Às vezes, dançar é tudo o que resta. Quando o nó na garganta não se desata, quando a fala tropeça, quando o pensamento não alcança — o corpo dança. Não por escolha racional, mas por necessidade de dizer o que não se diz. A dança, nesse lugar, não é enfeite nem performance: é grito, é reza, é memória que insiste. O que acontece quando dançamos que não acontece quando falamos? O que o corpo comunica que a linguagem verbal não abarca? É nesses espaços que a dança se move: entre o indizível e o indomável.


Antes da palavra, há o corpo. Antes da frase, o gesto. Antes da história, o movimento. O corpo é nossa primeira linguagem. Ainda bebês, nos comunicamos com olhares, tensões, impulsos. Essa comunicação pré-verbal continua presente — em sutilezas que muitas vezes ignoramos: um suspiro, um encolher de ombros, um afastar de pés. O teórico Rudolf Laban já entendia o movimento como uma forma de linguagem humana total. Para ele, o corpo em movimento expressa intenções, afetos e estados internos, mesmo quando não há espectador.
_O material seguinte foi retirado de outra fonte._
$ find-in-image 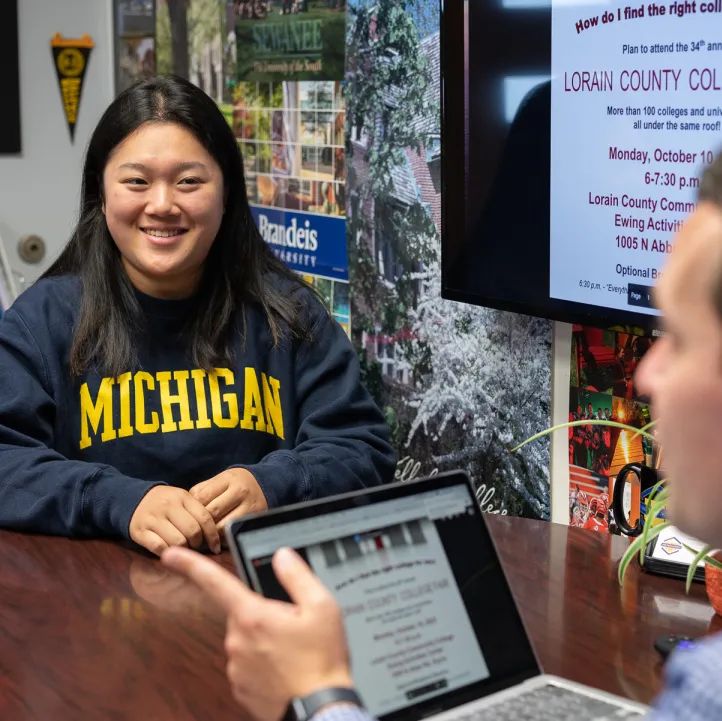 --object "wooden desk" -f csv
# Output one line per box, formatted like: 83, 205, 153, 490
0, 517, 722, 721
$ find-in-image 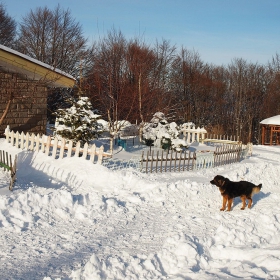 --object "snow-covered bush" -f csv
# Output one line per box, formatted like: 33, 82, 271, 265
54, 97, 103, 145
143, 112, 187, 151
Há coisas que não cabem no discurso. Traumas, desejos, ancestralidades, angústias ou epifanias que se recusam a ser nomeadas — mas que o corpo insiste em mover. O teórico e crítico André Lepecki escreve sobre o corpo como potência política e expressiva, afirmando que a dança está diretamente ligada ao risco, ao desaparecimento, à efemeridade. É justamente nessa condição fugidia que reside sua força: a dança diz o que o sistema não consegue controlar, o que escapa à lógica do consumo e do registro. Quando uma dançarina treme, cai ou paira no ar, ela pode estar dizendo tantas coisas. Não porque sua dança "representa" algo, mas porque ela é — e ser, às vezes, já é subversão suficiente.
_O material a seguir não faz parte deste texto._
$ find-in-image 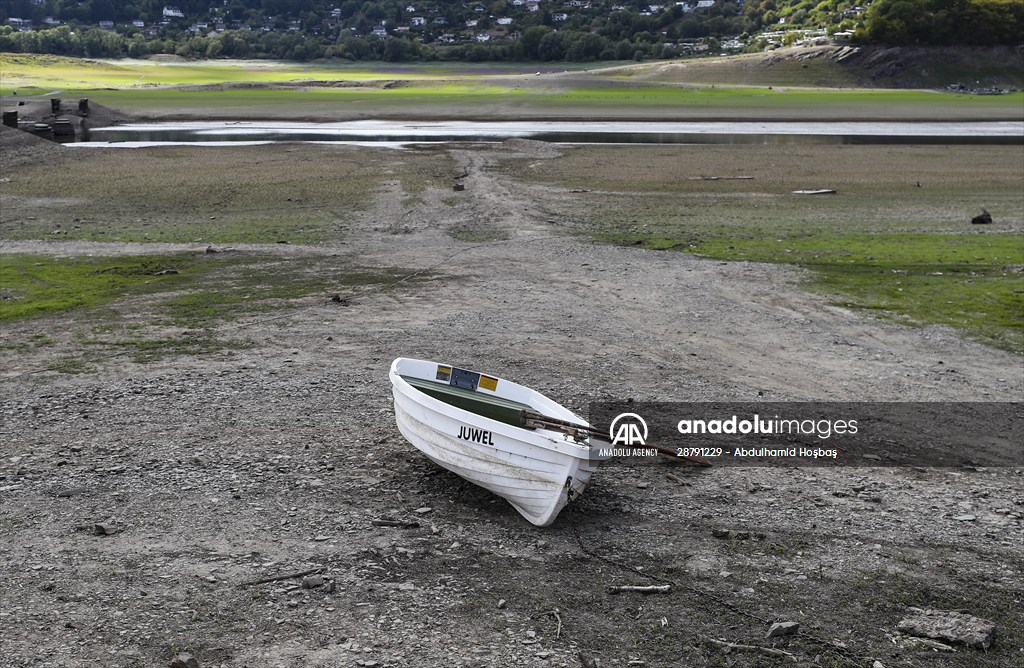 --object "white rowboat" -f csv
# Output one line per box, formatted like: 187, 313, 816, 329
390, 358, 599, 527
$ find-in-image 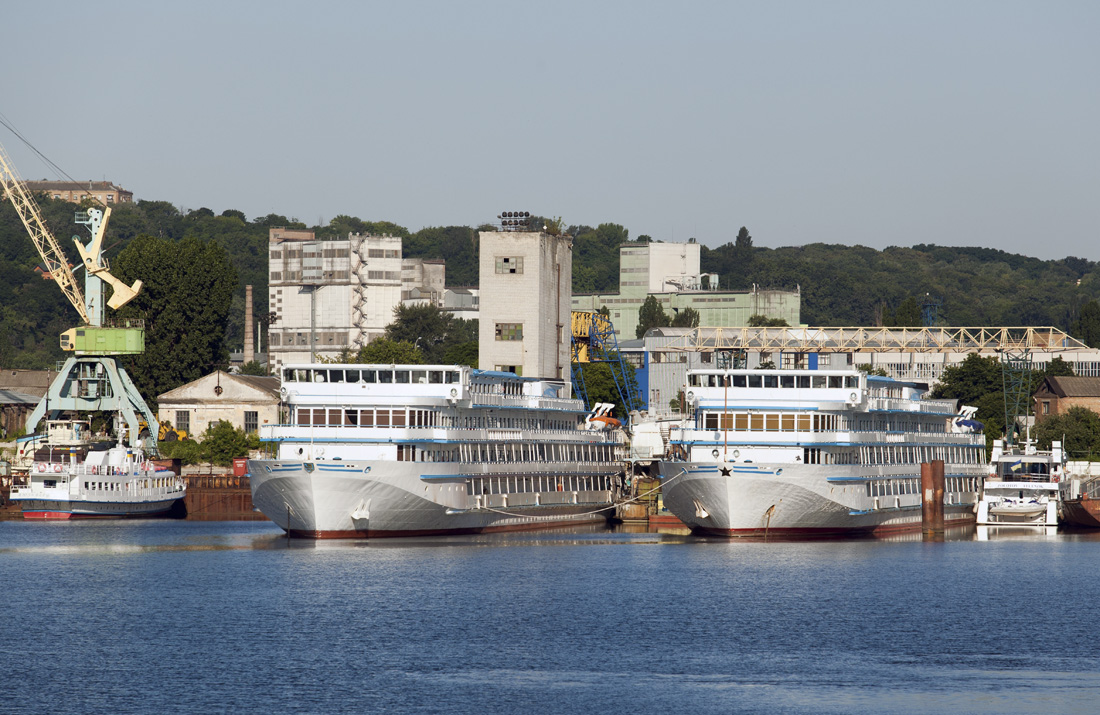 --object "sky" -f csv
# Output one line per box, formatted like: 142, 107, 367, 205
0, 0, 1100, 261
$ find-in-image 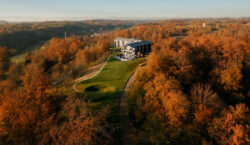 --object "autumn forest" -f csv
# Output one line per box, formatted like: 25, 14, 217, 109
0, 18, 250, 145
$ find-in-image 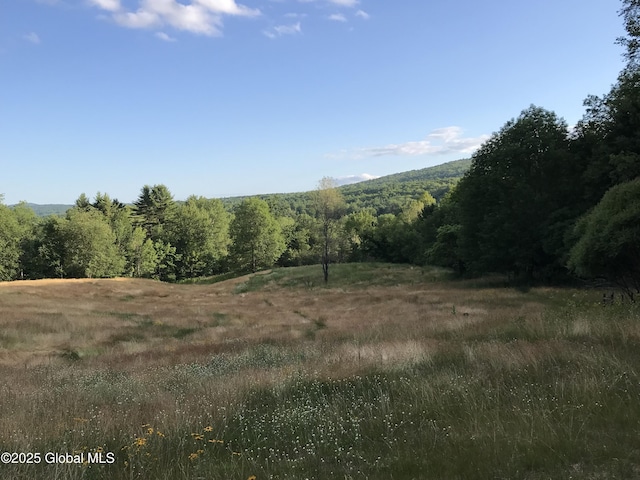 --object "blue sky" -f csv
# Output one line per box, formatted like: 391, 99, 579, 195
0, 0, 623, 204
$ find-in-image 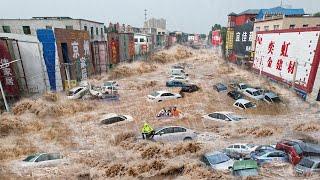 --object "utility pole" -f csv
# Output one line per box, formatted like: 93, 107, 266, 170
144, 9, 148, 22
0, 59, 21, 112
0, 81, 10, 112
O corpo é um arquivo vivo. Ele não apenas sente o presente, mas guarda vestígios do passado — individuais e coletivos. Carrega as marcas do tempo, das histórias familiares, das culturas às quais pertence (ou das quais foi arrancado). A pesquisadora Diana Taylor propõe a noção de repertório, contrapondo-o ao arquivo escrito. Enquanto o arquivo é estático e formal, o repertório é vivo, performativo, transmitido pelo corpo. Assim, dançar é ativar esse repertório de experiências, muitas vezes inconscientes ou silenciadas, e torná-las visíveis. Nas criações coreográficas, costumo perceber que nem sempre é o conceito que gera o movimento. Muitas vezes, é o gesto que revela o que o pensamento ainda não alcançou. O corpo fala primeiro — e depois a gente entende.
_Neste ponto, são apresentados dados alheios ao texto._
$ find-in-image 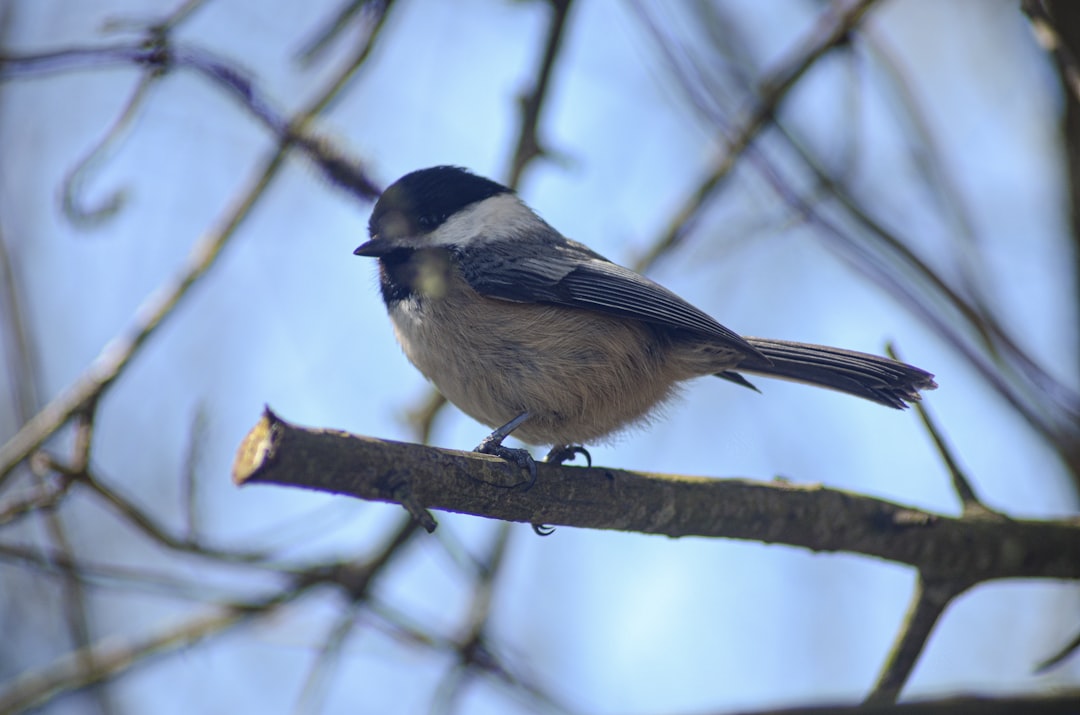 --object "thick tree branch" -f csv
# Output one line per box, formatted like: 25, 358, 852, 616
233, 409, 1080, 583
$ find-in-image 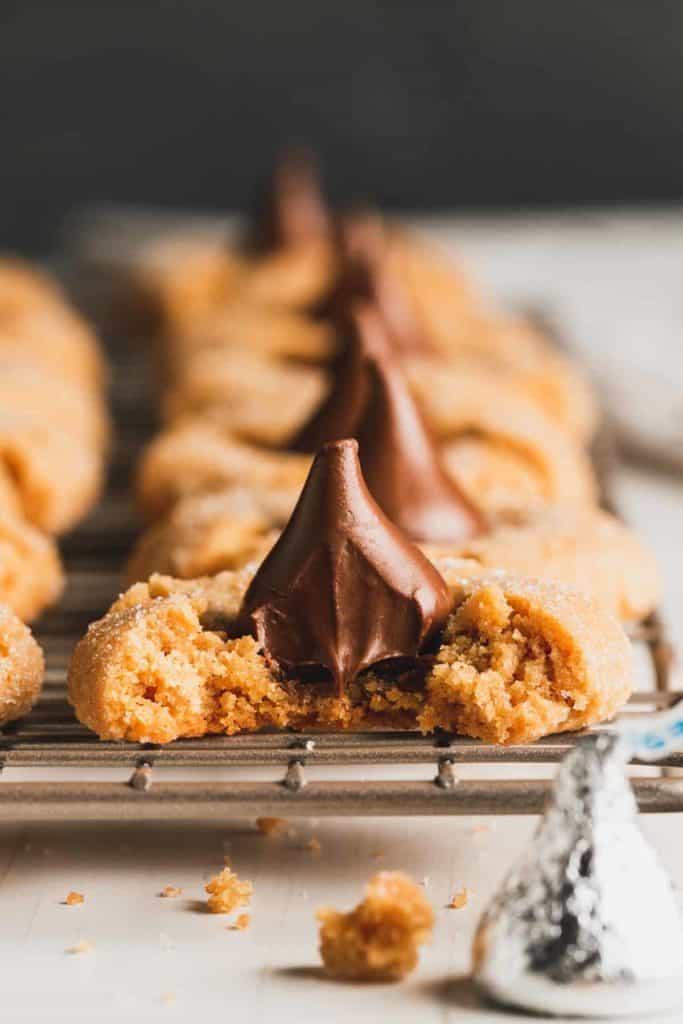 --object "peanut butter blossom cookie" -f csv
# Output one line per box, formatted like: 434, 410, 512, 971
0, 260, 110, 534
161, 208, 596, 441
70, 440, 632, 742
138, 303, 595, 519
0, 604, 45, 726
129, 306, 658, 618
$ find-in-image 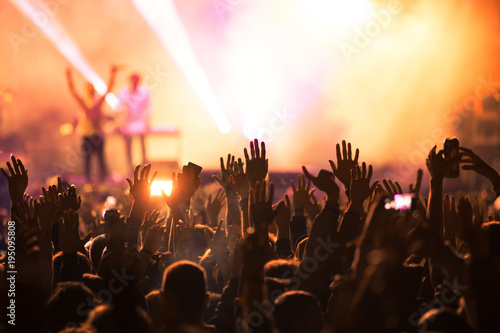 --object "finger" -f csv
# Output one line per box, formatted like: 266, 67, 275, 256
253, 139, 260, 158
285, 194, 290, 209
370, 180, 379, 195
382, 179, 391, 195
189, 215, 198, 229
134, 164, 141, 183
387, 179, 398, 195
258, 180, 267, 202
354, 148, 359, 164
302, 166, 315, 183
394, 181, 403, 194
10, 155, 21, 175
142, 164, 151, 181
243, 148, 250, 164
215, 220, 224, 234
267, 182, 274, 203
17, 160, 27, 175
366, 164, 373, 182
297, 175, 304, 191
212, 175, 222, 184
328, 160, 337, 173
220, 157, 226, 172
415, 169, 424, 195
82, 231, 92, 244
149, 171, 158, 184
203, 229, 212, 246
0, 168, 10, 179
7, 162, 16, 176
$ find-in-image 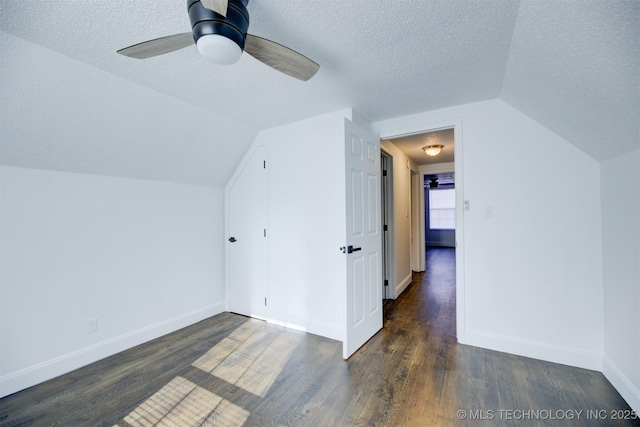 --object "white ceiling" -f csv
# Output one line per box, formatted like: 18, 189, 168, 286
0, 0, 640, 185
389, 129, 455, 166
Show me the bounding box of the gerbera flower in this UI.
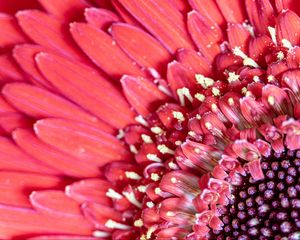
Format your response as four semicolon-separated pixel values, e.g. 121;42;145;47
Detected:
0;0;300;240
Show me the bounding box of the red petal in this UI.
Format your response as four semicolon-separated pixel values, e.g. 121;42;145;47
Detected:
34;119;129;166
13;44;53;89
39;0;89;22
245;0;275;35
0;13;27;48
227;23;251;52
0;54;26;83
2;83;114;133
71;23;144;79
13;129;101;178
16;10;83;60
37;53;134;128
111;23;171;72
189;0;226;29
177;49;212;77
216;0;247;23
0;137;57;174
0;171;64;207
188;11;223;62
119;0;193;53
0;205;92;239
84;8;121;30
121;75;168;117
276;10;300;45
66;179;113;206
30;190;82;218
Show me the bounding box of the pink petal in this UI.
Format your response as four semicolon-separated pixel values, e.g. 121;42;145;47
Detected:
84;8;121;30
39;0;89;21
2;83;114;133
188;11;223;62
177;49;212;77
70;23;144;79
13;44;53;89
189;0;226;28
65;178;113;206
0;113;32;133
0;13;27;48
30;190;83;219
34;119;129;166
227;23;251;52
216;0;247;23
0;205;92;239
13;129;101;178
115;0;193;53
245;0;275;35
0;54;26;83
276;10;300;45
0;137;58;174
16;10;84;60
0;171;64;207
37;53;134;128
121;75;168;117
111;23;171;72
Dançar é perceber com a pele, com os ossos, os silêncios entre os impulsos. Essa escuta profunda permite acessar regiões internas que as palavras nem sempre alcançam. Noemi Lapzeson, coreógrafa e pedagoga da dança, dizia que “dançar é pensar com o corpo”. Essa ideia rompe com a dicotomia entre mente e corpo, reafirmando a dança como prática de pensamento. Uma prática que pensa o mundo não por meio de conceitos, mas por meio de sensações, relações, intensidades. Essa escuta também se dá no coletivo. Em oficinas de dança criativa com crianças ou em processos de criação com intérpretes, percebo como o movimento pode ser um canal de escuta entre corpos — uma conversa silenciosa, mas cheia de sentido.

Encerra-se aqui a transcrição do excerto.